Rather than strain, that outward honesty probably requires tranquility, a calmness of mind, clarity in your purpose. Achieving your ideal of honesty is more like being a violinist than a drummer: if you grip the strings tighter, the sound isn’t better.

It is not at all to justify myself that I’ve been doing all this talking … But no! That’s a lie! I precisely wanted to justify myself. I make this little note for myself, gentleman. I don’t want to lie. I’ve given my word.

A typical conversation—even with good intentions—commonly involves elisions, calculations, oversights, a little gap between what’s first thought and what’s eventually said. In many situations this is mere politeness. A desire to speak with kindness. Yet mere politeness can also become an excuse for those inexcusable omissions, all the misrepresentations that supposedly keep the temperature lower.

Most people employ a personal censor, a private homunculus who endlessly calculates the potential affect of words, trims phrases, alters word choices—forever striving to match the right words with the right audience. What people typically overlook, rather interestingly, is the mediocre results of this internal homunculus. It shows up late, works erratically, and regularly fails: little mistakes, faults of communication, and offenses still spew from the lips, almost without fail. Even when the homunculus allows only partial truths and polite fictions, misunderstandings still come, leaving the paradoxical situation of defending words that are only partly believed.

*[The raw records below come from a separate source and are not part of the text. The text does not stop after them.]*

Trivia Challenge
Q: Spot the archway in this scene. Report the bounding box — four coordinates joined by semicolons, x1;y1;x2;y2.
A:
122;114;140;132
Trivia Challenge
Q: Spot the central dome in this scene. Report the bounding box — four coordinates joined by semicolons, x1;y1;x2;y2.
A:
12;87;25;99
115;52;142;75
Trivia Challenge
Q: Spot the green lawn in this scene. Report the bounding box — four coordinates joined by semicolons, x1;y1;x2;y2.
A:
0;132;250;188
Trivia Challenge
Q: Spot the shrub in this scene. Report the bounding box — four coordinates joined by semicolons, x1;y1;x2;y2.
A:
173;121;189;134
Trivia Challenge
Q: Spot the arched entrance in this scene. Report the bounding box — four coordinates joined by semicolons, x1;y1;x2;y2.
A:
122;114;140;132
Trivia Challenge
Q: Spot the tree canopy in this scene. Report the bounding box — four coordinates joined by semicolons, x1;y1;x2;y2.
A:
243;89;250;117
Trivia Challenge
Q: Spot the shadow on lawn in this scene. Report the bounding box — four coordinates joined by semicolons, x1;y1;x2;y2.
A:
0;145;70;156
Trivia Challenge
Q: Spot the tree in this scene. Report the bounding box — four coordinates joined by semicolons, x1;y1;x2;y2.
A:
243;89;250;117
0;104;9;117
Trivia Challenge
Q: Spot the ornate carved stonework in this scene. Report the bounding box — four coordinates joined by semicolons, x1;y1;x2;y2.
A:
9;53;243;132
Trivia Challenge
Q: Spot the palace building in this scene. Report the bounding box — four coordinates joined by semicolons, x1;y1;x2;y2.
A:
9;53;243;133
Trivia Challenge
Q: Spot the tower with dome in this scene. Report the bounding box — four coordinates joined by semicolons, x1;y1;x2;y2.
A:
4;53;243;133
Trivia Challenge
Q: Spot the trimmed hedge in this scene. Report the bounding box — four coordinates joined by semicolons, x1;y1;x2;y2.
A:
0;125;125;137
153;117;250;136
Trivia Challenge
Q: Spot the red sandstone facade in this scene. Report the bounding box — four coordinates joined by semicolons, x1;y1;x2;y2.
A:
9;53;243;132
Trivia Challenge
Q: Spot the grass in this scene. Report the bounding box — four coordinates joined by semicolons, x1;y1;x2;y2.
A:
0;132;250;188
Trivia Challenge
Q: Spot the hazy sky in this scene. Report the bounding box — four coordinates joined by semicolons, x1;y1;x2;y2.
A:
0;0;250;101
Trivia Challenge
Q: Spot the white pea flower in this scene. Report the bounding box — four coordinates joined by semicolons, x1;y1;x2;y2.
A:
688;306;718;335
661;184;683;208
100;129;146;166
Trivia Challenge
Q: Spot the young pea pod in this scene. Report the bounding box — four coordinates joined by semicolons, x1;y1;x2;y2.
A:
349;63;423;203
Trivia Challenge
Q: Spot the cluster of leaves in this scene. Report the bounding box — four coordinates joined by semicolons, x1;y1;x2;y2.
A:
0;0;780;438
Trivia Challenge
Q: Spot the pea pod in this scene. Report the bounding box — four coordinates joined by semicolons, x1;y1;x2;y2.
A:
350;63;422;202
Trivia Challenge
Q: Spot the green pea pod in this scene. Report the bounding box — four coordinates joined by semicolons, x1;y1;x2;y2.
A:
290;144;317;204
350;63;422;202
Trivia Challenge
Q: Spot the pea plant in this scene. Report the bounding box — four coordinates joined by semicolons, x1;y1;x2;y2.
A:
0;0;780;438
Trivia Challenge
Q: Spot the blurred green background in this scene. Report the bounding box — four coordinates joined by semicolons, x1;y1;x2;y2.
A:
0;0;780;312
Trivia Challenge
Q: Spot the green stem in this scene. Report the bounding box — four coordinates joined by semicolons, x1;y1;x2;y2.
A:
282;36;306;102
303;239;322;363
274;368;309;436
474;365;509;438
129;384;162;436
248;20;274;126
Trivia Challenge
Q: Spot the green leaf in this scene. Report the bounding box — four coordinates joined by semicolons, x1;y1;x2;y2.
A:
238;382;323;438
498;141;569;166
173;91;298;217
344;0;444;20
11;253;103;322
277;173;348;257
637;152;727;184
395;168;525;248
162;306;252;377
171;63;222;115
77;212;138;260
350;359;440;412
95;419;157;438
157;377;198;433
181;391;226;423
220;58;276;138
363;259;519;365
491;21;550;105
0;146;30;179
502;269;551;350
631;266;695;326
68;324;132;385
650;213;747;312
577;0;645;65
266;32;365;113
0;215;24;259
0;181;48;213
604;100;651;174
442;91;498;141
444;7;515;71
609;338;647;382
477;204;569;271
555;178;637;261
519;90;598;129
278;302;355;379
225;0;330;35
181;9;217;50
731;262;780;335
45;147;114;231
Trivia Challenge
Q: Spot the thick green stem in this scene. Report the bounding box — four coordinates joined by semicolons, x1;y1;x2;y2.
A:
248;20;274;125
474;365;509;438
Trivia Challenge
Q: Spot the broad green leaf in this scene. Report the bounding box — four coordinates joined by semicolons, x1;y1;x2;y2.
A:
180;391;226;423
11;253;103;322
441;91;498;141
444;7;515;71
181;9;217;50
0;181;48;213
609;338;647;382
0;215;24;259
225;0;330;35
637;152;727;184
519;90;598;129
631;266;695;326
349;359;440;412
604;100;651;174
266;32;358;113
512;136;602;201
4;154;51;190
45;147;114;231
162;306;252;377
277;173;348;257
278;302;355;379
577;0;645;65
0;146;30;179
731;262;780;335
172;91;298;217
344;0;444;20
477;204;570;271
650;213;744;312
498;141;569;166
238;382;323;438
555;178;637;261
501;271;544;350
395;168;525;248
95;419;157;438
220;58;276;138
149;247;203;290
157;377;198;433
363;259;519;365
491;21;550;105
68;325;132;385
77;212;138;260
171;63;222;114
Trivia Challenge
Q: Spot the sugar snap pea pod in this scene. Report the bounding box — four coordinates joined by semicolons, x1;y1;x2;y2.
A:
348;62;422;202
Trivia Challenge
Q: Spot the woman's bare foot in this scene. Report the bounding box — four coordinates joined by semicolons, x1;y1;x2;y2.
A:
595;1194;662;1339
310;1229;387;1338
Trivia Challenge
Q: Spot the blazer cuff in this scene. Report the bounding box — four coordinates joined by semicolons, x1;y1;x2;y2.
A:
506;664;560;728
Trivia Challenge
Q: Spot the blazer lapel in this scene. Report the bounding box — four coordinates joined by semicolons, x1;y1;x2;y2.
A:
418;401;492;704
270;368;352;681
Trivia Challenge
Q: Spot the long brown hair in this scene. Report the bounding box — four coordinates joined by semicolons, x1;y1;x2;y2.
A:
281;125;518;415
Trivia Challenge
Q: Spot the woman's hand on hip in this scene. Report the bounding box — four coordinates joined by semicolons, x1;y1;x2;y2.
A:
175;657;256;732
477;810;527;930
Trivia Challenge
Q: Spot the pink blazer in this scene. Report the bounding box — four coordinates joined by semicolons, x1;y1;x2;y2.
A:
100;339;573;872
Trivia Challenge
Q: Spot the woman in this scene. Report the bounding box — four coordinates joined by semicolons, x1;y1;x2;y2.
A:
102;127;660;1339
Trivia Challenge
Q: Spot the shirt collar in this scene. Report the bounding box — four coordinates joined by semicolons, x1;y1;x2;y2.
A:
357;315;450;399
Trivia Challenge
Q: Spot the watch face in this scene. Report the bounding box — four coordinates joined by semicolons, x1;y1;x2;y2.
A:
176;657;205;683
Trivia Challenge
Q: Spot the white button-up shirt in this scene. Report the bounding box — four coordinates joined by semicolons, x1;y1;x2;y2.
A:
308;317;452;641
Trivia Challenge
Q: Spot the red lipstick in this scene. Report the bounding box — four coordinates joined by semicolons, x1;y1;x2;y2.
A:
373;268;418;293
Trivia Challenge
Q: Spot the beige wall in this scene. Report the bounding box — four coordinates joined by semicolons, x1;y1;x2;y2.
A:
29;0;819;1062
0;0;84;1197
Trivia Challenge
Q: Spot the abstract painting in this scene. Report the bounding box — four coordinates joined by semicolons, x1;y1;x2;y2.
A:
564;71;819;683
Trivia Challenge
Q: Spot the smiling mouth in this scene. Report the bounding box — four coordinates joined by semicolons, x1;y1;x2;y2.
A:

Our silence had already lasted some five minutes. The tea sat on the table; we didn’t touch it: it went so far that I purposely refused to begin drinking, so as to make it still harder for her; and it would have been awkward for her to begin. Several times she glanced at me in sad perplexity. I was stubbornly silent. The chief martyr, of course, was myself, because I was fully conscious of all the loathsome baseness of my spiteful stupidity, and at the same time I simply could not restrain myself.

Surely the most difficult part of outward honesty comes from the difficulty of inward honesty. Thus the subject of Dostoevsky’s lonely, pitiful narrator. If you don’t know what you really think, you’re certainly not able to tell other people.

I simply could not get hold of myself, could not find the loose ends. Something in my soul was rising, rising, ceaselessly, painfully, and refused to be still. I returned home throughly upset. Like as if some crime lay on my soul.

Although there’s an understandable focus on honesty today, the more subtle nature of self-deception seems a more apt, even vital, subject for most people, especially since so few people posses the ability to convey what they actually desire. Many arguments ensue from worries about hidden meanings, what’s concealed, even motivations—yet hardly anyone trusts their own voice, as they sense the capricious nature of thoughts, how they change from morning to night, from Monday to Tuesday. In most cases, when someone lies to you, you’re simply watching them lie to themselves out loud. Delusions are what you hear. The opening lines of Notes from Underground are at least clear on this point:

I am a sick man … I am a wicked man. An unattractive man. I think my liver hurts. However, I don’t know a fig about my sickness, and am not sure what it is that hurts me.

One intriguing aspect to the Underground Man’s challenge—“to be perfectly candid with oneself”—is the personal, solitary, and introspective nature of the objective, but the results of this objective redound in service of others. The confrontation is at first internal: against all those personal mysteries, those unacknowledged desires, those paradoxical complexes. Only after the internal lies are conquered can a public face be considered true. And then the real target comes into view: making the ability to articulate the only barrier between thoughts and words.